Every Monday our authors provide a round-up of some of the most recently published peer reviewed articles from the field. We don’t cover everything, or even what’s most important – just a few papers that have interested the author. Visit our Resources page for links to more journals or follow the HealthEconBot. If you’d like to write one of our weekly journal round-ups, get in touch.
Redistribution and redesign in health care: an ebbing tide in England versus growing concerns in the United States. Health Economics [PubMed] Published 4th May 2017
Health Economics included an editorial that will be of interest to a wider readership. It focusses on the similarities and differences between the US and the UK’s health care systems, particularly in terms of (re)design, redistribution, and the challenges facing each. The UK system is characterised by a preference for collectivism in funding and access, and in the US, a pluralism of funding. In both countries, groups seek to reverse their existing approach (the grass is always greener). The editorial outlines recent changes in healthcare design, notably, the impact of the affordable care act (ACA). The main focus of the editorial is twofold: i) a discussion of the efforts in England to limit public spending whilst increasing hospital sector efficiency, ii) discussion of the US’s attempt to reduce the growth in the role of government in financing and delivering healthcare. In respect to the UK, the diagnosis is worrying yet unsurprising: chronic underfunding combined with a plethora of unevidenced reform proposals has left the NHS on a knife-edge; the prognosis is that it is uncertain whether the NHS will survive the next few years. In the US, the picture is more complex and the paper discussed possible repeal components of the ACA. A key point of the discussion relates to the assumption that US healthcare is much more expensive than any OECD country due to American’s using too much medical care. In fact as the authors note, the evidence points to the contrary, and the high expenditure is due to a myriad of factors including high wages, high drug prices, and a system which requires many more lawyers, administrators and consultants. The paper discusses various nuances with both systems in the current political context and is well worth reading for a quick overview of some the key issues facing both countries.
Statistical alchemy: conceptual validity and mapping to generate health state utility values. Pharmacoeconomics – Open Published 15th May 2017
With a passing interest in mapping and counting myself as a bit of a mapping skeptic, this paper discussing mapping in terms of ‘statistical alchemy’ obviously caught my eye. As most will know, mapping is a frequently used technique to obtain utility estimates by predicting utility values from data collected using other measures.
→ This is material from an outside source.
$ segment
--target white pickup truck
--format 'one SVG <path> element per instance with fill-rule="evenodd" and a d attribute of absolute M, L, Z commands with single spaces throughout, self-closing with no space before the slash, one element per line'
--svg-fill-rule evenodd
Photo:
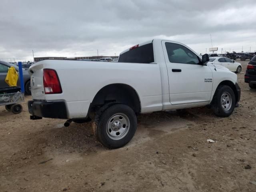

The focus of the paper is ‘conceptual validity’: ‘the degree to which the content of two different instruments reflect one another when used for mapping’. There were three aims i) explain the idea of conceptual validity in relation to mapping, ii) consider the implications of poor conceptual validity when mapping for decision making in the context of resource allocation, and iii) provide suggestions to improve conceptual validity. The paper successfully achieves the first goal with an exposition of the (many) issues with mapping in relation to conceptual validity. The paper highlights that poor conceptual validity will result in systematic biases in the preferences for health when mapped estimates are used. This is aptly demonstrated through an example using a multiple sclerosis measure, and the EQ-5D. A number of ways for improving the conceptual validity are also presented, these include: i) response mapping, ii) assessment of ‘conceptual decision validity’ (which draws upon face, construct and criterion validity) to determine whether there is a prima facie case that a mapping function may lead to a valid decision, and iii) the need to examine ‘what is lost’ should mapping be used. I found it to be a thoughtful paper, and echoed some of my concerns with existing mapping functions. For those interested in conducting a mapping exercise this is an essential read as an introduction to some of the pitfalls you will encounter.
Is there additional value attached to health gains at the end of life? A revisit. Health Economics Published 1st June 2017
Following NICE’s (2009) guidance for the acceptability of higher cost-per-QALY thresholds for life extending treatments, the past eight years has seen an increase in research examining whether the general public actually have an appetite for this. That is, do the general public have a preference for an end of life premium? Many studies have sought to answer this, with mixed results. All previous attempts however, have tackled this issue from an ex-post perspective: respondents are asked to choose between providing treatment after the diagnosis when they face a shorter life expectancy without treatment. The issue highlighted in this paper is that by presenting life expectancy as certain and salient (e.g. 2 years, or 10 years), it may be interpreted as a life sentence regardless of length. This paper goes down an alternative route by adopting an ex-ante insurance approach. Additionally a new comparator is used, end of life treatment is compared with a preventative treatment that offers life extension with the same expected health gain. It also explores whether preferences depend on recipient age. The paper found that preventative treatments were prioritised over end of life treatments, and thus a dearth of justification for the end of life premium exists. This is another addition to the mixed literature regarding preferences for end of life treatments. The paper does have its limitations which it readily admits. It is however another useful addition this tricky research area.